Pros and Cons for Expat Families

Advantages:

  • Affordable: a small fraction of international school costs.
  • Full immersion in Spanish language and culture — the fastest path to genuine bilingualism for your kids.
  • Often smaller classes and more individualized attention than crowded public schools.
  • Strong sense of community; many families stay for the full Infantil-through-Bachillerato journey.
  • Good academic reputation in many regions.

Drawbacks:

  • Curriculum is Spanish, not IB or British/American — important if you plan to return home or move again.
  • Limited English support for newly arrived children who don't speak Spanish; expect a tough first year.
  • Many schools have a religious ethos (usually Catholic) — fine for some families, not for others.
  • "Voluntary" contributions are, in practice, expected.
  • Admissions can be competitive for the most sought-after schools, especially mid-year.

Common Mistakes Expats Make

  1. Assuming all concertados are religious. Many are secular cooperatives. Visit before you assume.
  2. Underestimating the language transition. Even in a "bilingual" concertado, daily life is in Spanish (or Catalan, etc.). Plan for tutoring or summer immersion.
  3. Missing the application window. Regional admissions deadlines are firm. Research the calendar for your comunidad autónoma months ahead.
  4. Skipping the *empadronamiento*. Without it, your proximity score collapses.
  5. Confusing concertado with private. Don't pay private tuition for a school that's actually concertado — ask which stages are covered.

FAQ

Are concertado schools free? For compulsory years (Primaria and ESO), tuition is officially free, but most schools request a monthly contribution and charge for extras. Infantil and Bachillerato are often not fully concertado.

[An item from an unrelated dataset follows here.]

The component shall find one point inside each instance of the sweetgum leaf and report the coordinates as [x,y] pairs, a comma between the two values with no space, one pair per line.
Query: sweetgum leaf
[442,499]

Can foreigners enroll in a concertado school? Yes. Legal residency, empadronamiento, and your child's previous school records (translated and apostillada where required) are typically what you'll need. Confirm requirements with the regional education authority.

Will my child learn English at a bilingual concertado? They'll get significant English instruction, but outcomes depend on the specific school. Visit, ask about teacher certifications, and talk to current families.

Concertado vs international school — which is better? Different goals. International schools prioritize an English-language, globally portable curriculum. Concertados prioritize integration into Spanish society at a much lower cost. Neither is "better" — it depends on how long you'll stay and what passport-side future you imagine for your kids.

Can we switch later? Yes, families move between public, concertado, and private all the time. But mid-year places at popular schools are scarce, so flexibility helps.

The Bottom Line

For many expat families relocating to Spain in 2026, the concertado route offers the best practical balance: real integration, real bilingualism, real community — at a cost that won't dominate your monthly budget. It's not the right fit for every family, especially short-term assignees who need a globally portable curriculum. But if you're planning to stay in Spain for the medium or long term, and you want your kids to grow up genuinely Spanish as well as genuinely yours, the concertado deserves a place on your shortlist.

Rules, fee structures, and admissions calendars vary by comunidad autónoma and change from year to year — always confirm current details directly with the school and with your regional Consejería de Educación before making decisions.